DHS to firefighters: snoop on emergency victims for evidence of terrorism

The Department of Homeland Security is asking firefighters to snoop around in homes they're called to for emergencies. The DHS likes the idea because firefighters aren't bound by pesky warrants and probable cause and can therefore report on suspicious material like blueprints, anti-American literature, and potential bomb-making materials (e.g., the bedrooms of every friend I had, circa 1985). Firefighters are just the latest legion of potential snoops the DHS is leaning on — they've also asked meter-readers to peer into our windows and sheds to find evidence of bad-guy-ery. This stuff doesn't work and won't work: amateur pecksniffs snitching on their neighbors just flood cops with bad intel, and turn the country into East Germany, a land where everyone is on alert lest they say the wrong thing and get turned in to the secret police.

Link

(via Digg)

See also: War on the Unexpected — Schneier's dynamite essay on the War on Terror


Update: From the comments, andrewslayman writes:

As a volunteer firefighter, I will say that turning firefighters into spies is a bad idea.

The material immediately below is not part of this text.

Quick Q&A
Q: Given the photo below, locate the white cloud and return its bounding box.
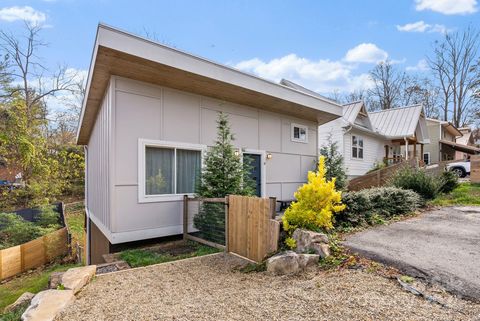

If criminals have to worry that by calling the fire department they are also calling the DHS, they may be less likely to call in the first place, putting lives and property at further risk. If they do call, they may treat firefighters as hostile parties, placing firefighters' lives at risk beyond the normal hazards of the job.

If firefighters have to worry that each call may be a hostile one, that will distract them from the job at hand–saving lives in immediate peril–and could delay response time in a business where a few seconds or minutes often does make the difference between life and death.

The list of "suspicious" things that firefighters are supposed to be on the lookout for includes cameras, photographs, maps, and chemicals. In my professional life I am a photographer, so my house is full of cameras, photographs, maps, and chemicals (not to mention rubber gloves, an organic vapor mask, etc.)–all perfectly legal–that might fit the DHS's definition of "suspicious."